“Forgive me! Truly, FORGIVE me!”
Cornelia — over for curry, as usual — bowed her head to us, deeply awkward about it.
“Oi oi, what’s this about?”
“The palm-top rabbits’ overhunting… couldst thou rein it in? Even a little?”
“Meaning?”
“As I have said before — the Forest of No Return is home to high-rank monsters.”
“Sure. Naturally.”
“To phrase it another way: it is a treasure-house of material resources.”
“Right — pelts and bones from the hunts sell for idiotic money, from what I’ve seen.”
“And those material resources are… my allowance, thou seest…”
“They’re also this household’s lifeline, mind you.”
Well — skip the imported alcohol and we’d manage on anything… but this world’s liquor is BAD.
Worse, everyone’s palates have refined to the point of rejecting elf and dwarf liquor outright.
—A genuinely alarming trend.
I once knew a family who adored 100-yen conveyor sushi — until the day they won the lottery and would only eat at PREMIUM conveyor sushi.
I mean… at least it still rotated. There’s something almost endearing in that.
Point is: my household of women is drifting toward full gourmet-snobbery, and the drift is confirmed.
“So what’s the actual situation, Cornelia?”
“Magic beasts turn over generations in one to two years, broadly. But culled at THIS rate…”

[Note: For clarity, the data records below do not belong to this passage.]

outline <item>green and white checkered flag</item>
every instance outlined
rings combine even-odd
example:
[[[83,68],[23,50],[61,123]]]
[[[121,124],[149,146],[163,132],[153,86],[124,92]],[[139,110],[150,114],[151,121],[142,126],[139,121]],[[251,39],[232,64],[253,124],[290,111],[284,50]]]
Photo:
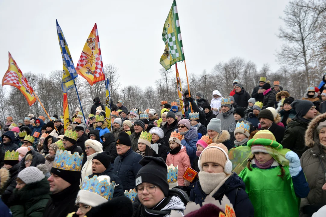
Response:
[[[176,63],[185,60],[175,0],[173,1],[172,6],[165,20],[163,27],[162,39],[165,44],[165,48],[163,55],[161,57],[160,63],[166,70],[167,70]]]

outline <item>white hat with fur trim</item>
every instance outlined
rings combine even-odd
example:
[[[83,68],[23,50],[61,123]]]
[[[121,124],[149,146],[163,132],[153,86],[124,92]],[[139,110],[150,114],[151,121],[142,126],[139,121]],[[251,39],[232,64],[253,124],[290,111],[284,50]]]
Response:
[[[87,139],[85,142],[85,147],[88,146],[97,152],[103,151],[103,146],[98,141],[93,139]]]

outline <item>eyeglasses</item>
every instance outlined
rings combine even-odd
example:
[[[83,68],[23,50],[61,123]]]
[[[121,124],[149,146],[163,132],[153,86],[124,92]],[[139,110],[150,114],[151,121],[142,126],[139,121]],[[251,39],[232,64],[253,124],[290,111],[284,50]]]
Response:
[[[144,191],[144,188],[146,189],[146,191],[148,193],[153,194],[153,193],[155,193],[155,192],[156,191],[156,187],[158,186],[158,185],[156,185],[156,186],[151,185],[150,186],[146,186],[145,188],[141,187],[136,187],[136,190],[137,191],[137,193],[139,194],[142,194],[143,192]]]

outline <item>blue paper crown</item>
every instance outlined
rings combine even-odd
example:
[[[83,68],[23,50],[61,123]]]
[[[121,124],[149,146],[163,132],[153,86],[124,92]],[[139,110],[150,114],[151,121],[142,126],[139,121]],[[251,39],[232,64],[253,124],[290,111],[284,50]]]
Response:
[[[78,152],[72,154],[70,151],[57,150],[53,167],[64,170],[80,172],[83,158],[83,153],[80,156]]]
[[[192,112],[189,114],[189,119],[190,120],[198,120],[199,119],[199,113]]]
[[[110,183],[110,180],[106,178],[100,181],[97,179],[97,176],[96,175],[91,178],[86,176],[84,179],[81,190],[96,194],[110,200],[113,197],[115,185],[114,181],[112,181]]]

“The resource called ‘magic beasts’ stops reproducing. Got it.”
“Mm. On the current course, extinctions begin within a few years. That much is plain.”

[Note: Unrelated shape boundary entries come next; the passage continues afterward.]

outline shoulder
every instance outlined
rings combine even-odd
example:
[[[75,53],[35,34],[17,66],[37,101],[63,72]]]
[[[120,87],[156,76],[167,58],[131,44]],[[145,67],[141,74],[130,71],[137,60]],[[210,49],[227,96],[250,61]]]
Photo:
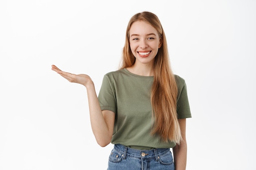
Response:
[[[109,72],[106,74],[104,76],[110,79],[116,78],[123,76],[124,73],[123,69],[120,69]]]

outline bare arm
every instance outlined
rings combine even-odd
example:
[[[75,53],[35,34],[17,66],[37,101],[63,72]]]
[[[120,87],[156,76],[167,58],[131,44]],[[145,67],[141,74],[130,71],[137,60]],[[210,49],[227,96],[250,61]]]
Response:
[[[186,119],[178,120],[183,141],[173,148],[175,170],[185,170],[186,166],[187,145],[186,139]]]
[[[97,142],[101,146],[104,147],[109,144],[113,133],[115,114],[109,110],[101,111],[94,84],[91,78],[86,74],[76,75],[63,72],[54,65],[52,66],[52,70],[70,82],[81,84],[86,87],[93,134]]]

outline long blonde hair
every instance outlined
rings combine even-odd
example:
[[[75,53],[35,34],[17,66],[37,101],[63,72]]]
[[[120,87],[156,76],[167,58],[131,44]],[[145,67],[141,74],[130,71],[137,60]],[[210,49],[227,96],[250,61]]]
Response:
[[[125,45],[119,69],[131,67],[135,58],[130,46],[130,30],[132,24],[142,21],[156,29],[162,45],[155,58],[154,81],[150,100],[153,116],[155,118],[151,133],[157,133],[165,142],[173,141],[179,144],[182,141],[177,113],[177,87],[171,68],[165,35],[158,17],[150,12],[138,13],[130,19],[127,26]]]

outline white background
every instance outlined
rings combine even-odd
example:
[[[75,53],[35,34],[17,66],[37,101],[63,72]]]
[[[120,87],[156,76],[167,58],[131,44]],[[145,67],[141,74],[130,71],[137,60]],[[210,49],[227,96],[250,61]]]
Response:
[[[255,169],[256,1],[0,1],[0,170],[106,169],[112,145],[97,144],[85,87],[51,65],[89,75],[98,93],[144,11],[186,82],[187,170]]]

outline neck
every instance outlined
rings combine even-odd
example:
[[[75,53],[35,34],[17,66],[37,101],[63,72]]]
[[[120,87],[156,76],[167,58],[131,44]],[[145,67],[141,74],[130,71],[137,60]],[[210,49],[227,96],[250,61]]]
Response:
[[[154,67],[151,63],[138,64],[135,62],[132,66],[126,68],[132,73],[139,76],[154,76]]]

“That IS a problem, though.”
The beet-sugar sales are profitable.
VERY profitable, in fact.
For ordinary living expenses, sugar alone would carry us comfortably, except—
—the Money-Grubbing God’s exchange rate is a war crime.
Sugar money alone won’t cover liquor. It barely covers SEASONING.

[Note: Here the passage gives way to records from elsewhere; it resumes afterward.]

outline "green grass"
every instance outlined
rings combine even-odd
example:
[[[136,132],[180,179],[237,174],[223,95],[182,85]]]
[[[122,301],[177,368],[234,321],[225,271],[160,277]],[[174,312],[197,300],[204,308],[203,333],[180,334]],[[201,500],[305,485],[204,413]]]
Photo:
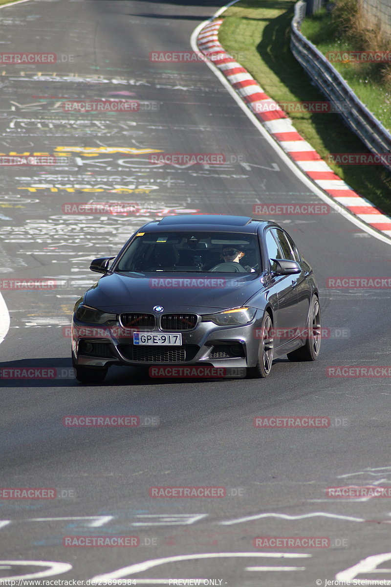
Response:
[[[277,102],[325,98],[311,84],[290,48],[294,1],[242,0],[223,14],[219,39]],[[333,153],[365,153],[359,139],[333,114],[290,114],[299,132],[328,163]],[[359,194],[391,214],[391,173],[383,166],[338,166],[331,168]]]
[[[301,32],[321,53],[358,51],[359,43],[341,39],[331,14],[325,9],[302,23]],[[391,131],[391,88],[385,86],[381,63],[333,62],[332,64],[348,82],[361,102],[382,124]]]

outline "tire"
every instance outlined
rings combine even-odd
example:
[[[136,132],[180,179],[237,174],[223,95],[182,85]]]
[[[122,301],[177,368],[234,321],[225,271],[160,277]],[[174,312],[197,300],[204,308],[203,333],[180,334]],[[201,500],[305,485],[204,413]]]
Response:
[[[84,367],[75,365],[72,357],[75,378],[81,383],[101,383],[107,375],[107,367]]]
[[[265,312],[261,324],[261,338],[259,341],[258,359],[255,367],[248,367],[247,375],[250,379],[267,377],[271,369],[273,360],[274,336],[270,315]]]
[[[308,336],[304,346],[288,353],[290,361],[315,361],[321,348],[322,320],[318,296],[312,296],[308,318]]]

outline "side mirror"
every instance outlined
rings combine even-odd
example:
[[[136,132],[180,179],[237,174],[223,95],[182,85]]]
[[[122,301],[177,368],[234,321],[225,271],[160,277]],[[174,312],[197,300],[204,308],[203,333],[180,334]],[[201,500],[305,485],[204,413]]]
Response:
[[[91,261],[90,269],[91,271],[96,271],[97,273],[107,273],[110,262],[115,258],[115,257],[100,257],[98,259],[94,259]]]
[[[288,261],[286,259],[272,259],[277,264],[274,271],[277,275],[292,275],[295,273],[300,273],[301,268],[295,261]]]

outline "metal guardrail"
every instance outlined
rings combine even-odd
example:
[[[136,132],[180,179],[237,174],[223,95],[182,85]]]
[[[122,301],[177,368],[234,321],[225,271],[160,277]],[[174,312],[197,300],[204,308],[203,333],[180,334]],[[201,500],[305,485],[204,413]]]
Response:
[[[391,153],[391,134],[361,102],[326,58],[300,32],[305,2],[299,0],[291,25],[291,50],[296,59],[330,102],[341,104],[338,113],[369,151]],[[391,162],[381,162],[391,171]]]

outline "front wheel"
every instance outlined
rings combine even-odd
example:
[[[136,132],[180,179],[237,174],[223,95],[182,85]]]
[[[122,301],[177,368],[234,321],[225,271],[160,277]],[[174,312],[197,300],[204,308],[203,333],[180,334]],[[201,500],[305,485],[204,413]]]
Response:
[[[321,306],[316,295],[312,296],[308,319],[308,332],[305,344],[300,349],[288,353],[290,361],[315,361],[321,349],[322,322]]]
[[[258,350],[258,360],[255,367],[247,367],[247,377],[264,378],[267,377],[271,369],[273,360],[274,339],[273,322],[270,314],[265,312],[260,328],[261,336]]]

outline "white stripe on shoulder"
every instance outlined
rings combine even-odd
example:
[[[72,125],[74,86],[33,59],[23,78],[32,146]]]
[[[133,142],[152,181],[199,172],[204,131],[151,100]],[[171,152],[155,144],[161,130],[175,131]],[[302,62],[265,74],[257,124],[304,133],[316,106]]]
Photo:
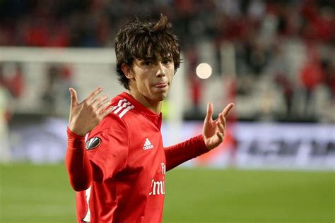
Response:
[[[113,108],[112,111],[114,114],[118,114],[120,118],[122,118],[126,113],[134,108],[134,105],[131,105],[127,100],[122,99],[119,101],[117,105]]]

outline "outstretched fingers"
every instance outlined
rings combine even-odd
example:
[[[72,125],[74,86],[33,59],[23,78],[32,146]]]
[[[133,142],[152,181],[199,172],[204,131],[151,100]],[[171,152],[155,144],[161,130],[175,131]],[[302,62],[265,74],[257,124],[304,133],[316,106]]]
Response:
[[[213,103],[212,102],[208,102],[207,104],[207,113],[206,114],[206,118],[205,118],[205,122],[209,122],[210,121],[212,121],[212,117],[213,117]]]
[[[228,105],[227,105],[227,107],[223,109],[223,111],[222,112],[222,114],[223,114],[225,118],[228,116],[229,112],[230,112],[230,110],[233,109],[233,107],[234,107],[234,104],[230,103]]]
[[[70,88],[69,90],[70,91],[71,107],[72,107],[79,104],[79,102],[78,102],[78,96],[76,90],[74,90],[74,88]]]

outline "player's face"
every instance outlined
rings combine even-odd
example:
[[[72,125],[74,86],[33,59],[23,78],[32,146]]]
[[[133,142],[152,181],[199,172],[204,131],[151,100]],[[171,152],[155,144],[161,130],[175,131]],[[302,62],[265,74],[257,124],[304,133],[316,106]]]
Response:
[[[175,73],[171,57],[135,59],[133,64],[135,92],[147,100],[163,101],[169,92]]]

Remember the rate: one gold coin — worth ten thousand yen in this world — converts to ONE yen of Japanese product.
A million yen becomes one hundred. As business models go, it’s obscene.
“Alright — understood, Cornelia.”
“Mm. I say not STOP — merely… moderate. I do beg it of thee.”
Watching Cornelia head home, my head filled with a single looping thought: “so… now what?”
“Tatsuya-san? Why are you fiddling with your smartphone? Isn’t this usually nap time for you?”
Mayu — mid-ledger — put the question to me as I sprawled on the sofa during my afternoon break.
“Various developments occurred.”
“Ahh, the money problem?”
“So I’ve been thinking — we’re going to do alchemy.”
“Hm? Alchemy? Wasn’t that debunked on Earth AND in this world? Sure, it laid foundations for chemistry, but you can’t actually MAKE gold?”
I turned my phone’s search screen toward her.
Mayu looked at the screen, tilted her head… then caught my meaning and grinned.
“Ahh. I see… yeah, okay. That IS alchemy.”
“Right?”
And so I headed off to find Katia the dwarf, currently mid-expansion on the house.